NTTコム、ローカル5G参入の狙い スマートファクトリー推進の起爆剤に

顧客企業のデジタル変革推進に向けたキーパーツの1つとして、ローカル5G活用の準備を進めるNTTコミュニケーションズ。2020年2月には、実証実験も開始し、多様な産業のDX推進に活用する計画だ。

「ローカル5Gへの期待と関心は非常に高い。お客様が抱えている課題にマッチする無線通信がこれまでなかったことがその理由だろう。『この不満をなんとかできないか』というご相談を多くいただいている」

そう語るのは、NTTコミュニケーションズ(以下、NTTコム)の技術開発部で技術戦略部門長を務める貞田洋明氏だ。製造業を中心に問い合わせが相次いでいるという。

ローカル5Gは、携帯電話事業者以外の一般企業や自治体が自営型の5Gネットワークを構築・運用するものだ。NTT東日本/西日本、NECや富士通などが次々にローカル5Gシステムの構築支援に乗り出している。NTTコムも庄司哲也社長が10月に「ドコモがカバーしきれないところを我々やNTT東西で提供していきたい」と参入の意向を示していた。

NTTコミュニケーションズ 技術開発部 技術戦略部門 部門長の貞田洋明氏(左)と、技術開発部 担当課長の太田和彦氏
NTTコミュニケーションズ 技術開発部 技術戦略部門 部門長の貞田洋明氏(左)と、
技術開発部 担当課長の太田和彦氏

ローカル5Gをスマート工場の基盤システムにNTTコムはこのローカル5Gをどのように活用するのか。貞田氏は、「我々の『Smart Data Platform』のアクセス回線として、大容量通信や超低遅延・高信頼性が求められるところで使う。有線ネットワークを無線化する場面や、LTE/Wi-Fiでは信頼性が足りないケースに有用だ」と話す。

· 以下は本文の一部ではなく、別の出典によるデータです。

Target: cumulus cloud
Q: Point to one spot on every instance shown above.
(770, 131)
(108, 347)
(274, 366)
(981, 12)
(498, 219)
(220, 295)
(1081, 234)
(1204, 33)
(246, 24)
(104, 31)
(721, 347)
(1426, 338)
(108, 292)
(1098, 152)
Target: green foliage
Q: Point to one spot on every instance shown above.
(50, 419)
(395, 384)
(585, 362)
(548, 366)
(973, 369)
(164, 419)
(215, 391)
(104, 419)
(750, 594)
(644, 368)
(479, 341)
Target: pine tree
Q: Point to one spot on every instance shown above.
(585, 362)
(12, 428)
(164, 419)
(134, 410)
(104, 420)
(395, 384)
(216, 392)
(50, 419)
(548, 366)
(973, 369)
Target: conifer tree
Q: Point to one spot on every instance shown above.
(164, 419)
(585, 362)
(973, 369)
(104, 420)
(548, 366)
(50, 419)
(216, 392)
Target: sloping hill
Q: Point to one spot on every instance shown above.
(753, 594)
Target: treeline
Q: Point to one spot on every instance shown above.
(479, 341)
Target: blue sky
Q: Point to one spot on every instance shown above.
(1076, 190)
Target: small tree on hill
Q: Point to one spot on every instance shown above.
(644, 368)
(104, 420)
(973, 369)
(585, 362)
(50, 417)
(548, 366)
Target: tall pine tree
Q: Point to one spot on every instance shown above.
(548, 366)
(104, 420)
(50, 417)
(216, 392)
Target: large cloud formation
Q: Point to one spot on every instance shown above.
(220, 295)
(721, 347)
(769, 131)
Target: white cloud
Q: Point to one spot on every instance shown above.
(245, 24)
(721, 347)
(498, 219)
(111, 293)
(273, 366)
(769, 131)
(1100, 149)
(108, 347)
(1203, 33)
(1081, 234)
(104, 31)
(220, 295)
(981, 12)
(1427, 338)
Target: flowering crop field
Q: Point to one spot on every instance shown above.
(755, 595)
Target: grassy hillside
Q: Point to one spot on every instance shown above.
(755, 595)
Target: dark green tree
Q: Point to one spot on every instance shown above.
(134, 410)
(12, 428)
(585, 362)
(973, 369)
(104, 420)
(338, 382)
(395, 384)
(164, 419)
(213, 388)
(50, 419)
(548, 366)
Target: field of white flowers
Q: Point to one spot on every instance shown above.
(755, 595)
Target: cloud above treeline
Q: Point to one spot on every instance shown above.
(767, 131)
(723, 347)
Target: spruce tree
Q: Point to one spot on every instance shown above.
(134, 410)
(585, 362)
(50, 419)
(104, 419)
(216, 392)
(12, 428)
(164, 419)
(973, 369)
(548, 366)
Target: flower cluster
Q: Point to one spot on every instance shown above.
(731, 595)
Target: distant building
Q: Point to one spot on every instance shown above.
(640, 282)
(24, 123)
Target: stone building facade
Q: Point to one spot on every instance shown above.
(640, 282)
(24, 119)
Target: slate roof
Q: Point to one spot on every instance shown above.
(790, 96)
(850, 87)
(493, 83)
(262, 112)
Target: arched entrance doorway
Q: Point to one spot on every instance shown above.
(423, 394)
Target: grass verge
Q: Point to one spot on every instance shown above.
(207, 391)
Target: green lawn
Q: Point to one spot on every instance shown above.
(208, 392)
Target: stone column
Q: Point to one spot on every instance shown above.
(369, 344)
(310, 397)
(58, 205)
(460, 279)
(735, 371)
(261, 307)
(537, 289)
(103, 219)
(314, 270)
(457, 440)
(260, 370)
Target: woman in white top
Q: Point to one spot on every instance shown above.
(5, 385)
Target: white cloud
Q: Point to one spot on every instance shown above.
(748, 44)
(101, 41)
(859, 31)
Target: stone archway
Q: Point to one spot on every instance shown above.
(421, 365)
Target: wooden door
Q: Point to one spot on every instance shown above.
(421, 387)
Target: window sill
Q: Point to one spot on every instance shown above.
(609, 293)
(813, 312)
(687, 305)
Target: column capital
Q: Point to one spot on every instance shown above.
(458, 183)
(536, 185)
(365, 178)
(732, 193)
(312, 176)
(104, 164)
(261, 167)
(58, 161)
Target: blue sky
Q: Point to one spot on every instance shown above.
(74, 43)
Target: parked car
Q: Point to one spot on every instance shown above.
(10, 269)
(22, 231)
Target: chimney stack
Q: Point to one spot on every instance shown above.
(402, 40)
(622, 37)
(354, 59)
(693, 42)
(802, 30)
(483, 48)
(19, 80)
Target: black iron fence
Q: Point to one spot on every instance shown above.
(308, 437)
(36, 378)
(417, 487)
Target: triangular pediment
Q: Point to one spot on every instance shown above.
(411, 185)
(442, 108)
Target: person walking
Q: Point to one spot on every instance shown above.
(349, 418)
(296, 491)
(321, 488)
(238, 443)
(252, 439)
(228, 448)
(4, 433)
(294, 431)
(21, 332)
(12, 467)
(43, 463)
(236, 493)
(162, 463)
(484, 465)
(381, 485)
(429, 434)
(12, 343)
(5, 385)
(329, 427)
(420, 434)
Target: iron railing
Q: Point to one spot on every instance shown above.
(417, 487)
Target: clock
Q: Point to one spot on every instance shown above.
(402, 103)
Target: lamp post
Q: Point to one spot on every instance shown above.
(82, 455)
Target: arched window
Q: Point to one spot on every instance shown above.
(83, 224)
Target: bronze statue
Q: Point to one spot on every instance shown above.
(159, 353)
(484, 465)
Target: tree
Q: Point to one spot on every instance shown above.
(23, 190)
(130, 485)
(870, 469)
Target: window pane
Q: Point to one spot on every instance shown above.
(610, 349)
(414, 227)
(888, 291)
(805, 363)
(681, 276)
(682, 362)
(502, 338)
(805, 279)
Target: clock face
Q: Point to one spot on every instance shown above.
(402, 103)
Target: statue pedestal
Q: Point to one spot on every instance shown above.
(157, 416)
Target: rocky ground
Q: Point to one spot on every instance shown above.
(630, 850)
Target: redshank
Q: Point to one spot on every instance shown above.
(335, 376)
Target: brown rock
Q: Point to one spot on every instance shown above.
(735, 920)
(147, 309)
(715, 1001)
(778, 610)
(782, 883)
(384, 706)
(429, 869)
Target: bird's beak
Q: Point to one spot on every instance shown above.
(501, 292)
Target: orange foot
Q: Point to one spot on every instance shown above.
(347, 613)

Smart Data Platformとは、NTTコムが9月末から提供を始めたもので、データ利活用のための様々な機能を備える(図表1)。ユーザーは、データ分析用のAIやセキュリティなどのデータ分析・流通に必要な機能や、現場からデータを収集するためのSD-WAN、eSIMなどの通信関連機能を選んで利用できる。現在はフレッツ光、LTEサービス、Wi-Fi等をアクセス回線として用いているが、ここにローカル5Gを追加すれば適用できる範囲が広がる。

図表1 Smart Data Platformの全体イメージ
図表1 Smart Data Platformの全体イメージ

特に期待されるのがスマートファクトリーの分野だ。工場を無線化する場合に要求される通信品質・信頼性の要求条件は非常に厳しいものだが、5Gならそれに応えられる可能性が高い。「光ファイバーからローカル5Gに置き換えて工場内に自由度を持たせる使い方がメインになる」(貞田氏)

技術開発部 担当課長の太田和彦氏も「数年前から、ITとOTの融合に関するご相談は相当来ていた」と語る。現在はWi-Fiを使っている工場が多いが、複数のシステム間で混信や電波干渉が起こったり、ハンドオーバーが上手くいかなかったりと必ずしもユーザーの要望を満たしきれていない状況だ。また、「不正アクセスやなりすましなどのセキュリティへの懸念も大きい。ローカル5Gなら解決できるのではないか」と期待する。

このように5Gの特性を活かしながら、上位のアプリケーションや機能をワンストップで提供し、顧客企業のデジタルトランスフォーメーションを支援するというのがNTTコムの戦略だ。